Comment 1 Arjan van de Ven 2002-01-10 17:06:42 UTC

Are you using the latest released kernel (2.4.9-13) ?

Comment 2 Douglas H. Steves 2002-01-11 17:19:53 UTC

Yes, I'm using the latest kernel (I've installed all bug fixes).
This bug also was present in vanilla 7.2.

Comment 3 Arjan van de Ven 2002-01-11 17:21:54 UTC

ok the most relevant information is the things that look like function names in
the backtrace. The rest (the numbers) are of secundary important (and if the
names are decent not even needed)... the names are simpler to write down too.
It would help if you could at least give the first few names..

Comment 4 Pete Zaitcev 2002-01-17 21:40:31 UTC

I would like to see the output of the dmesg.
Arjan seems to assume that the system is not responsible
after the oosp, but it is not necesserily true.
If the box stays up, running "dmesg >/tmp/xxx"
may yield valuable information.

Comment 5 Douglas H. Steves 2002-01-22 18:59:24 UTC

I think that you misunderstand whats happening in the bug. What happens is that 
when running a memory intensive app (an integer library test case which 
computes a large (thousands of bytes) exponential), the system will become 
unstable due to virtual memory bugs. Apps will fail, and eventually the kernel
will panic, usually in an interrupt handler.
When an app fails, I get the error message I posted - unable to handle kernel 
NULL pointer dereference at vaddr xxxxxxxx (varies), with OOPS = 0002. The call 
stack varies with the app that failed. For sendmail, I got: system_call() -> 
error_code() -> do_page_fault() -> sys_socket_call() -> sys_socket() -> 
sys_connect() -> unix_stream_connect() -> sock_wmalloc() -> alloc_skb() -> 
file_map_nopage(). For diskcheck I got: system_call() -> sys_execve() -> getname
() -> do_execve() -> search_binary_handler() -> load_elf_binary() -> 
do_generic_file_read() -> update_atime() -> __mark_inode_dirty() -> 
__insmod_ext3_S.text_L43392() -> journal_stop_R6B8E4838() -> 
__insmod_ext3_S.text_L43392() -> handle_mm_fault() -> load_elf_binary(). The 
process that crashes is usually a daemon (cupsd, sendmail, etc) and not one of 
my programs.
After the memory bugs start appearing, dmesg will then crash, which makes it 
impossible to examine the kernel msg buffer. Most other commands (sync) crash 
as well. Eventually, the kernel will panic in an interrupt handler with an 
error message like "kernel panic aiee, killing interrupt handler" (this can't 
be a good thing!)

Comment 6 Pete Zaitcev 2002-01-22 19:20:39 UTC

Only the first oops is important. Please get the dmesg
with "dmesg >/tmp/xxx" immediately after the first oops.
Kill your "memory intensive" programs.
Don't wait until the second oops or oops in the interrupt handler.
Then run ksymoops with "ksymoops </tmp/xxx >/tmp/yyy".
Attach both /tmp/xxx and /tmp/yyy to this bug,
but do not drop them into the comment box!

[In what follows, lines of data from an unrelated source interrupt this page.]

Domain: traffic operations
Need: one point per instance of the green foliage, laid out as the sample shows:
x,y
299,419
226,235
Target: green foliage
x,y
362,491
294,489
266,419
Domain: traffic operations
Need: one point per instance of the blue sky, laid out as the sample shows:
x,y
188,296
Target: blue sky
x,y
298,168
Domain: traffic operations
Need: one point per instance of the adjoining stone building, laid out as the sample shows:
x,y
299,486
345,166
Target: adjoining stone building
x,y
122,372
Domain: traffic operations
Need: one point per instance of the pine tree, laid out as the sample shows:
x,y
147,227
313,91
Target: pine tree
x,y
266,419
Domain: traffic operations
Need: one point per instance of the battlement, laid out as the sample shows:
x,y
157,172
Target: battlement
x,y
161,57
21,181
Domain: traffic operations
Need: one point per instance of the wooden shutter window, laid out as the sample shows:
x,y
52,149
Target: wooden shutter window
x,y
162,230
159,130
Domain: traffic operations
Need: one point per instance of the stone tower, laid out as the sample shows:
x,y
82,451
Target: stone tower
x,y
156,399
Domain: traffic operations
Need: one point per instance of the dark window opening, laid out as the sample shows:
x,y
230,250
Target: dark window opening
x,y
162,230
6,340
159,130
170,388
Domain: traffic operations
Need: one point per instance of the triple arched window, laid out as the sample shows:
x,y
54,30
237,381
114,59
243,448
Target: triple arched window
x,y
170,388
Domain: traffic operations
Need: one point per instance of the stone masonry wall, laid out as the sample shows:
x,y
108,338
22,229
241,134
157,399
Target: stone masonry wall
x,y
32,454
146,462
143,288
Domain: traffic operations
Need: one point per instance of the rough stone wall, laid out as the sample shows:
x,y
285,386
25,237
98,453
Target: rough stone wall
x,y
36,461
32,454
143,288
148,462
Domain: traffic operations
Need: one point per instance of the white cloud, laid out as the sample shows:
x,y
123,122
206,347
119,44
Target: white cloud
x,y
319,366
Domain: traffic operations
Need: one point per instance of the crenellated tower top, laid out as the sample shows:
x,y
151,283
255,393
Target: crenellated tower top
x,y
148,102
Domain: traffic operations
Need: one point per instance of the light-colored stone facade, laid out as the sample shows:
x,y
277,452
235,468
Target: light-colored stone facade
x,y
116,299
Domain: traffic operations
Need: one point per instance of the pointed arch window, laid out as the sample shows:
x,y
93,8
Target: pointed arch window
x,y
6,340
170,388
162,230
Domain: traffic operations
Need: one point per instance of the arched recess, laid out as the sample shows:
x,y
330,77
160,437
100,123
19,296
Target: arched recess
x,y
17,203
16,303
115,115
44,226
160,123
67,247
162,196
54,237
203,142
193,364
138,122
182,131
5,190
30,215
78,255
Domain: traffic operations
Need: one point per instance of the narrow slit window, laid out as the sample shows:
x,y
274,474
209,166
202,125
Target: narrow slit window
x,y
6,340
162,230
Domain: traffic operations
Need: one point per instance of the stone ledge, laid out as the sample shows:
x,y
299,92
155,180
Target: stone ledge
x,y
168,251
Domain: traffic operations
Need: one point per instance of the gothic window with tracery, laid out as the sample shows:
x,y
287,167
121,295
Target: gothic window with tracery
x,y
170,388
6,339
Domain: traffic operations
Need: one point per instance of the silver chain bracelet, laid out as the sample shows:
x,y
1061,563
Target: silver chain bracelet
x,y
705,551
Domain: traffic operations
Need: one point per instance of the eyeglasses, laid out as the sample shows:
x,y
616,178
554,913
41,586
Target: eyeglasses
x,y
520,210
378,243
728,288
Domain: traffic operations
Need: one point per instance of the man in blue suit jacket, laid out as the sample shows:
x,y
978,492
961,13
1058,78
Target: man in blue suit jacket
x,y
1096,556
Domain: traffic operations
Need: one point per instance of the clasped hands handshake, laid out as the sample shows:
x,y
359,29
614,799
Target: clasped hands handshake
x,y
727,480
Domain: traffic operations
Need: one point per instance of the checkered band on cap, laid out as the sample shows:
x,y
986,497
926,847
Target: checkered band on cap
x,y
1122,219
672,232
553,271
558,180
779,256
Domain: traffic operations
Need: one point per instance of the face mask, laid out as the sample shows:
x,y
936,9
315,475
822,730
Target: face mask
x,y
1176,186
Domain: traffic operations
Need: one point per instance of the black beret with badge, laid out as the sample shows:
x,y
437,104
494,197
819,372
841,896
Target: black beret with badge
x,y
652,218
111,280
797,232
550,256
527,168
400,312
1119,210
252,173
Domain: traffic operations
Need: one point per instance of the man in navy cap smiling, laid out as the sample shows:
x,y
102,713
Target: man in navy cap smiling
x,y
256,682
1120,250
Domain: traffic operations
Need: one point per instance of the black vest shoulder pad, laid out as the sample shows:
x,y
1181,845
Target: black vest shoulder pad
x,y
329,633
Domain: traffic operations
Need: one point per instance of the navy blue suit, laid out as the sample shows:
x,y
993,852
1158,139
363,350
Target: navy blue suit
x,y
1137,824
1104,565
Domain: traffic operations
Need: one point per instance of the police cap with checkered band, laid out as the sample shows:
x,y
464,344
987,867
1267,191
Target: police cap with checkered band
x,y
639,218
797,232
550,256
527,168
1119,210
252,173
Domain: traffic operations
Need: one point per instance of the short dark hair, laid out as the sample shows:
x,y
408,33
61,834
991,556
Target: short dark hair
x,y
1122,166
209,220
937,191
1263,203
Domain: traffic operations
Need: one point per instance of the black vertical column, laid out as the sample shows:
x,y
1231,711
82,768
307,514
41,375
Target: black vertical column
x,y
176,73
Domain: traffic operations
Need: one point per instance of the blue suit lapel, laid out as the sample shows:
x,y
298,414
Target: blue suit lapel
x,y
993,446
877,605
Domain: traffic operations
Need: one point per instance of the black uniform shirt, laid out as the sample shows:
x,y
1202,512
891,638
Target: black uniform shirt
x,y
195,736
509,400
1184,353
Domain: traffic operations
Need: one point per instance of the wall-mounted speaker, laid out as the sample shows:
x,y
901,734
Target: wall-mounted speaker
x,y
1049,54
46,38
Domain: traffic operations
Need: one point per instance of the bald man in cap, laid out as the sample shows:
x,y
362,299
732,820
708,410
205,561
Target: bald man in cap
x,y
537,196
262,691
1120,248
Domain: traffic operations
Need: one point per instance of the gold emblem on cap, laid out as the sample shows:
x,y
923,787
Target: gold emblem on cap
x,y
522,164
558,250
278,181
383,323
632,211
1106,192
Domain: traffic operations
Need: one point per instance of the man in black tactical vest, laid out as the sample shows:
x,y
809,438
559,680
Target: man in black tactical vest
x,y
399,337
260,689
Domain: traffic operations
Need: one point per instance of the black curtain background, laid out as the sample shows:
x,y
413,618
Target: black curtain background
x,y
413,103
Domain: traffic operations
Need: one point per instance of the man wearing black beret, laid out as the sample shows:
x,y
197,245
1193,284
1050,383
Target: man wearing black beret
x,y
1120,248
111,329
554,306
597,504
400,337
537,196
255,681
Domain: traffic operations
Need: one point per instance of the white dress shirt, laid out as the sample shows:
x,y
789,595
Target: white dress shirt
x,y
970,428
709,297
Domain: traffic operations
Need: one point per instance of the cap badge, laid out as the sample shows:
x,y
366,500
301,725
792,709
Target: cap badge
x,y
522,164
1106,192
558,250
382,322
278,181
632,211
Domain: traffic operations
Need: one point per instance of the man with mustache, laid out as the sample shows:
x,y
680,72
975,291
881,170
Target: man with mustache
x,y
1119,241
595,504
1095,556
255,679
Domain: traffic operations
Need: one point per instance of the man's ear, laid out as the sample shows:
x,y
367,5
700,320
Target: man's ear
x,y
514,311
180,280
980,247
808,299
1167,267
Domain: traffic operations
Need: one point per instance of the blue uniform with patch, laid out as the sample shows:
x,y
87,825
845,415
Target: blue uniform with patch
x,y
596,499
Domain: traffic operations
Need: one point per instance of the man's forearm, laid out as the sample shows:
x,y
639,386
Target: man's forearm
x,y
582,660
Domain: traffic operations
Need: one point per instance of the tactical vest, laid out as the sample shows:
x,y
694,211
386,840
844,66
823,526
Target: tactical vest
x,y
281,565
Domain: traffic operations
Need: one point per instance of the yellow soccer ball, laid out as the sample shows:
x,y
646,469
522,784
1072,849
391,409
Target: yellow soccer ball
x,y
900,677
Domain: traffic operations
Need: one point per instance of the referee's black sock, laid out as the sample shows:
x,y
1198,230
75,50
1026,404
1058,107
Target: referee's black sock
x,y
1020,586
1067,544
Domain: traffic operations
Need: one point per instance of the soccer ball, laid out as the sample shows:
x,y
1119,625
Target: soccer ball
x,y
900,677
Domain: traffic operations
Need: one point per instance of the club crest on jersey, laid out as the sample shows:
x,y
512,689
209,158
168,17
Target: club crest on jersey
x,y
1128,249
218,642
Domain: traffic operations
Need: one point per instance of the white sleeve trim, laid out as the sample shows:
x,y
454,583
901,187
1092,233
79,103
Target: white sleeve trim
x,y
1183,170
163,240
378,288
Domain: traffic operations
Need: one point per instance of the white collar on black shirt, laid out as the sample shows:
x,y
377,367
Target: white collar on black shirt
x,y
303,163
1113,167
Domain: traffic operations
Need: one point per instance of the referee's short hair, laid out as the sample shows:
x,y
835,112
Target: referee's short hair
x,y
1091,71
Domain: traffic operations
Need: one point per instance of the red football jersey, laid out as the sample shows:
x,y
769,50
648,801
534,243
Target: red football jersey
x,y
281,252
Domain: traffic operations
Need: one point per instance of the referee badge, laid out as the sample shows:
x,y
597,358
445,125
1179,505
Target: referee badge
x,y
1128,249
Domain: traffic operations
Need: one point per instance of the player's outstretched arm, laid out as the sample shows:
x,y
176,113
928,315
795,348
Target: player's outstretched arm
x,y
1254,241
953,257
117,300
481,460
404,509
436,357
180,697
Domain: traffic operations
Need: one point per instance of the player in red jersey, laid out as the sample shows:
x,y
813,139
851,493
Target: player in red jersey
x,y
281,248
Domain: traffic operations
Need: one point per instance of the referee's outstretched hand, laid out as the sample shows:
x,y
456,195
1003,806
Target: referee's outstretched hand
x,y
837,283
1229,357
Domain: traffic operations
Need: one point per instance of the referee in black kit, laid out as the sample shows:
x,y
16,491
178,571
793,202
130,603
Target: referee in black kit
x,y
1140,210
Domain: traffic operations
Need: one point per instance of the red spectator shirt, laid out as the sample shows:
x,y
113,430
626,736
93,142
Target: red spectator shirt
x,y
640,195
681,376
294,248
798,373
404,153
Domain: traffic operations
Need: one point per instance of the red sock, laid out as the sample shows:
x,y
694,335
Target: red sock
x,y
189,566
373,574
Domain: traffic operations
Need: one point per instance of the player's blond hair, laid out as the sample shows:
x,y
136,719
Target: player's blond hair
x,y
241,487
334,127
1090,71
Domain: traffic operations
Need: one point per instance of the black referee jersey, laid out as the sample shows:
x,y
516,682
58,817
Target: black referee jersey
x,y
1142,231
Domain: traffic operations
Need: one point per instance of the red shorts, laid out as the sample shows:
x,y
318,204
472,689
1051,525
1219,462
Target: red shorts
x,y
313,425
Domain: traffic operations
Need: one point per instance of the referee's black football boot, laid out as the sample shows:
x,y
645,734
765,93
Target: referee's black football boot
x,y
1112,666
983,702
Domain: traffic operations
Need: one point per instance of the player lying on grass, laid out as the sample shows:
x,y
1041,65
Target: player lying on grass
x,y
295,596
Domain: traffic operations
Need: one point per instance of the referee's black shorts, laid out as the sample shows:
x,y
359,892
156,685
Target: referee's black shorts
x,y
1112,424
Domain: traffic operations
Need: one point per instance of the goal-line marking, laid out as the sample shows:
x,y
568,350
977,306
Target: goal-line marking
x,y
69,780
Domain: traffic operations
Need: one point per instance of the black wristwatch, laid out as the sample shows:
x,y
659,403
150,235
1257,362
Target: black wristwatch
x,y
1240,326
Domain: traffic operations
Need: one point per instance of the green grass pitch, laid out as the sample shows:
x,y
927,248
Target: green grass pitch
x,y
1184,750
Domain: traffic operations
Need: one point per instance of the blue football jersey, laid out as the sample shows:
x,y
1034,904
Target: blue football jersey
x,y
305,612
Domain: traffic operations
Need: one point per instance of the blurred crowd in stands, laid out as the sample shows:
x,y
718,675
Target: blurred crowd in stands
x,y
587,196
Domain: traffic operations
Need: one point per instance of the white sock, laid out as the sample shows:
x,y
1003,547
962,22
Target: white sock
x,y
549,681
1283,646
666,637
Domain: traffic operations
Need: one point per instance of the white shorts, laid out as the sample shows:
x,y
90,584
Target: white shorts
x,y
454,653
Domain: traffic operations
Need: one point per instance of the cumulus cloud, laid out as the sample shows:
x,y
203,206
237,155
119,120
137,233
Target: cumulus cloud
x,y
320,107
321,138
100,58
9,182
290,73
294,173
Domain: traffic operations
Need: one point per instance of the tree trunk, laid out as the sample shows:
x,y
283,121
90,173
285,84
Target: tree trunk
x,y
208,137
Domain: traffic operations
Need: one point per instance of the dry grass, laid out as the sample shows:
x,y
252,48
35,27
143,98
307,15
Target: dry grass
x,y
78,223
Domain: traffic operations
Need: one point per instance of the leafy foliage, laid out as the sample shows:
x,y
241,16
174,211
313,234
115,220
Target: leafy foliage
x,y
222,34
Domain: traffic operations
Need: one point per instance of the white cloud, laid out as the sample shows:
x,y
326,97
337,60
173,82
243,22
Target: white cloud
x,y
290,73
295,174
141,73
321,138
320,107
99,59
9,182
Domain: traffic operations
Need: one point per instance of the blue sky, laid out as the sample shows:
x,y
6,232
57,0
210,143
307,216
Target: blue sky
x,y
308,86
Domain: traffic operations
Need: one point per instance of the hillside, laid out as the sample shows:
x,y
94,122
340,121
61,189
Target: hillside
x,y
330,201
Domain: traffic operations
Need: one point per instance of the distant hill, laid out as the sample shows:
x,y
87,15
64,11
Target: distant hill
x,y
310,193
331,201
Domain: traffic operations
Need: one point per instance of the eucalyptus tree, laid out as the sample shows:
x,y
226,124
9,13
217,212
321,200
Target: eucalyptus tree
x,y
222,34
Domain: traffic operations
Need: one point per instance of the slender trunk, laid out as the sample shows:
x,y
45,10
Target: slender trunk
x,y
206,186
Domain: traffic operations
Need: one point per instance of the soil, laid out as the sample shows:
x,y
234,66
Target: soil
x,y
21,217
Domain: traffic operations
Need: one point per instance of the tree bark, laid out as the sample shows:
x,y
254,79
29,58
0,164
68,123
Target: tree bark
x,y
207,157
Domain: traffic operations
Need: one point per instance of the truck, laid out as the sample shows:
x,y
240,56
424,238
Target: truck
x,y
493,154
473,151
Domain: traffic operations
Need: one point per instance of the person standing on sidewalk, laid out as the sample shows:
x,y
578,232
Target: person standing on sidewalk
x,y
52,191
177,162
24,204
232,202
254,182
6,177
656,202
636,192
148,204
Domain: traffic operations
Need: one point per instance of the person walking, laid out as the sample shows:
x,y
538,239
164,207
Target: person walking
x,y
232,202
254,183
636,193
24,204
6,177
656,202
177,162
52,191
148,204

Other oopses after the fist one are useless for analysis,
in fact you need to prevent them from happening before your
dmesg buffer overflows.

The call traces that you listed in the previous comments
are not entirely useless, but an actual dmesg of the FIRST
oops would be better.

Comment 7 Douglas H. Steves 2002-01-24 04:37:52 UTC

You still misunderstand. By the time the first error occurs, the system is so 
unstable that killing the test case via Ctrl-C causes a system crash. I can run 
a background process to check the kernel buffers periodically but that also 
usually causes a system crash. If I try to use X, the system freezes completely 
after 15-20 minutes, and is totally unresponsive to anything but the power 
switch. These problems didn't occur with Mandrake 8.0 or 8.1. (8.1 had other
issues.) And I think that you're still assuming that the bug is synchronous 
with the process which crashes, which obviously isn't the case since different 
processes crash (usually system daemons). The process/system crashes are just 
symptoms - the problem is probably with malloc/kernel heap management.
In any event, I don't have any more time to waste on this.